Aspect ratio dependence in magnetorotational instability shearing box simulations

TL;DR

This study investigates how the size and aspect ratio of the computational domain affect turbulence properties in magnetorotational instability simulations, revealing that larger aspect ratios lead to more consistent and realistic results.

Contribution

It demonstrates that aspect ratio significantly influences turbulence behavior in shearing box simulations, highlighting potential spurious effects in small aspect ratio setups.

Findings

Channel solutions dominate in aspect ratio unity boxes.

Intermittent angular momentum transport diminishes in larger aspect ratio boxes.
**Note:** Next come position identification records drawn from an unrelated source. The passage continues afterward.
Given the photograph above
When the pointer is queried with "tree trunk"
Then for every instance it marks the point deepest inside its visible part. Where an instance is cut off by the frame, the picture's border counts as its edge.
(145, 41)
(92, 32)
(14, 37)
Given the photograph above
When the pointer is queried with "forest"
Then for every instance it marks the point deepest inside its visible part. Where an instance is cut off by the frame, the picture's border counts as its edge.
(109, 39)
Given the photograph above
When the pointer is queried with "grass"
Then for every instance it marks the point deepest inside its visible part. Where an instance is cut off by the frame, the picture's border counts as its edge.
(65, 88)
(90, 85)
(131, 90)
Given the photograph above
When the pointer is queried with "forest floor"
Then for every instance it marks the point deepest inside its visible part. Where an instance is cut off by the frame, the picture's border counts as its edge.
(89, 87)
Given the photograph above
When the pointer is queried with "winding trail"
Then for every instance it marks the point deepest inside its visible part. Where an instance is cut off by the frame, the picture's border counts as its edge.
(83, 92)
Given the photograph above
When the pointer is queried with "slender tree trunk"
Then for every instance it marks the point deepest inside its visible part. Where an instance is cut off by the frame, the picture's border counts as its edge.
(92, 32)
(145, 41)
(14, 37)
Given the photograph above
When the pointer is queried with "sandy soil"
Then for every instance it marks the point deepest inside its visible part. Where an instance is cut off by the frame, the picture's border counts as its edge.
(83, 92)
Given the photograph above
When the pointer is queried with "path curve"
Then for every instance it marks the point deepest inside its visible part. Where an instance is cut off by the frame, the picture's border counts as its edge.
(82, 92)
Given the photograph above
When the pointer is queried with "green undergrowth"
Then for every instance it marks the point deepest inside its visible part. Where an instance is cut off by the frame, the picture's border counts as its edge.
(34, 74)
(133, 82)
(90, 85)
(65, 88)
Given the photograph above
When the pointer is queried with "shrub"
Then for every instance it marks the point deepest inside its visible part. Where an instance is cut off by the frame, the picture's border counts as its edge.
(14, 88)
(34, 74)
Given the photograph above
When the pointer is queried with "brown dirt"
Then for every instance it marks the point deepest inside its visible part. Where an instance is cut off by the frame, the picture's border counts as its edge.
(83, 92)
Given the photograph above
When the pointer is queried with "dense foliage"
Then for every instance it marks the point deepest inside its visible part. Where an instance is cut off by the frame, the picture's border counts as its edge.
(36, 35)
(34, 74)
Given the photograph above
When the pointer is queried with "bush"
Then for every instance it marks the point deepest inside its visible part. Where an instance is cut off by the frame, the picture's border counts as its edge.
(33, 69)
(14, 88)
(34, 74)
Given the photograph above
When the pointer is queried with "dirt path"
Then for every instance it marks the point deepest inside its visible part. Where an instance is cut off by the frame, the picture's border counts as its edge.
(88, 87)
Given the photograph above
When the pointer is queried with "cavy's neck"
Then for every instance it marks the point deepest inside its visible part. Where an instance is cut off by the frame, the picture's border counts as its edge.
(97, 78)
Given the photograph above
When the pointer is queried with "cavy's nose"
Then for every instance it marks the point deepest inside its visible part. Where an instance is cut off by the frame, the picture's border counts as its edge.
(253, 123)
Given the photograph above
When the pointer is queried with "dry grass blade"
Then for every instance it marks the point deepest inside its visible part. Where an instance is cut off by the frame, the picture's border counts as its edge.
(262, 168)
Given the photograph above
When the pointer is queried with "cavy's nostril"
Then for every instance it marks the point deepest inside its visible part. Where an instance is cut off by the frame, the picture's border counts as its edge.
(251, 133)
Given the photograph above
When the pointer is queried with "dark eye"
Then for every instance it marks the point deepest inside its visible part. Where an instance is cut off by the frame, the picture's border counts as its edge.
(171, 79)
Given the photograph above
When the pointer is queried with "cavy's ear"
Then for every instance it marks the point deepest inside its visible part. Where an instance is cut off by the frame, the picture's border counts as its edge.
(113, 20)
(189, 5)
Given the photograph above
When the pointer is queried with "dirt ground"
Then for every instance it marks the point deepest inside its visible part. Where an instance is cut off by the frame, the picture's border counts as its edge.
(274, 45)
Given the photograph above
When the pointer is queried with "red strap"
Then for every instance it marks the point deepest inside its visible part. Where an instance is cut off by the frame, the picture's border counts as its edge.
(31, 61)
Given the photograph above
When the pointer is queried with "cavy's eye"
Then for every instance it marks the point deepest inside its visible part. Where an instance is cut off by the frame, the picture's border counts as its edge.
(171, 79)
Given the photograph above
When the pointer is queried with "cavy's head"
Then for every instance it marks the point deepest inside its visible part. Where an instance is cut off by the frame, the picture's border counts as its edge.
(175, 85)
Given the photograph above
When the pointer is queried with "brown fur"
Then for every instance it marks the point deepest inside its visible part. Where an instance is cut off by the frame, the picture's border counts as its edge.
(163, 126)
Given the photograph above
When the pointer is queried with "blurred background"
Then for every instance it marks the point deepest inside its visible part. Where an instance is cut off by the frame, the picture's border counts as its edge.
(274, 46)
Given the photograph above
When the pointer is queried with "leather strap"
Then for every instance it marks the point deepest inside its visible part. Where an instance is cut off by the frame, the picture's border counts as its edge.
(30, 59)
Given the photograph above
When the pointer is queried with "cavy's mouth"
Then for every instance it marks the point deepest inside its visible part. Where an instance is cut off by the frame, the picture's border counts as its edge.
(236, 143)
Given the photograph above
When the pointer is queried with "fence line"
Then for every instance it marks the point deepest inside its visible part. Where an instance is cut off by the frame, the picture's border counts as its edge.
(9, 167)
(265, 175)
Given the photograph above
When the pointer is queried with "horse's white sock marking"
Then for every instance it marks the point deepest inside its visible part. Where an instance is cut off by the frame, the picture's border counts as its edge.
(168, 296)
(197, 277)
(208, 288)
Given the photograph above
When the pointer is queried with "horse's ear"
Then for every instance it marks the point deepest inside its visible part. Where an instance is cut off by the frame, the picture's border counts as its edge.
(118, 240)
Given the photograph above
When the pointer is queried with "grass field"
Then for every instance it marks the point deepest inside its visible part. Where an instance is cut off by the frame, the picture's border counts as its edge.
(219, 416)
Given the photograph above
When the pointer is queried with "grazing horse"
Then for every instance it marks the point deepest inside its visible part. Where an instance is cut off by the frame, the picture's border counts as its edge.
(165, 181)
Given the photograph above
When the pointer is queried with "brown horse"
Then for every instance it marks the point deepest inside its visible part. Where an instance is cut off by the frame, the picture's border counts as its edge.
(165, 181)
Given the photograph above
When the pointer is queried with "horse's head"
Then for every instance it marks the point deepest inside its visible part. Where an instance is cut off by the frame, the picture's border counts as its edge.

Solution characteristics become aspect ratio independent at larger sizes.

Abstract

Aims: We study the changes in the properties of turbulence driven by the magnetorotational instability in a shearing box, as the computational domain size in the radial direction is varied relative to the height Methods: We perform 3D simulations in the shearing box approximation, with a net magnetic flux, and we consider computational domains with different aspect ratios Results: We find that in boxes of aspect ratio unity the transport of angular momentum is strongly intermittent and dominated by channel solutions in agreement with previous work. In contrast, in boxes with larger aspect ratio, the channel solutions and the associated intermittent behavior disappear. Conclusions: There is strong evidence that, as the aspect ratio becomes larger, the characteristics of the solution become aspect ratio independent. We conclude that shearing box calculations with aspect ratio unity or near unity may introduce spurious effects.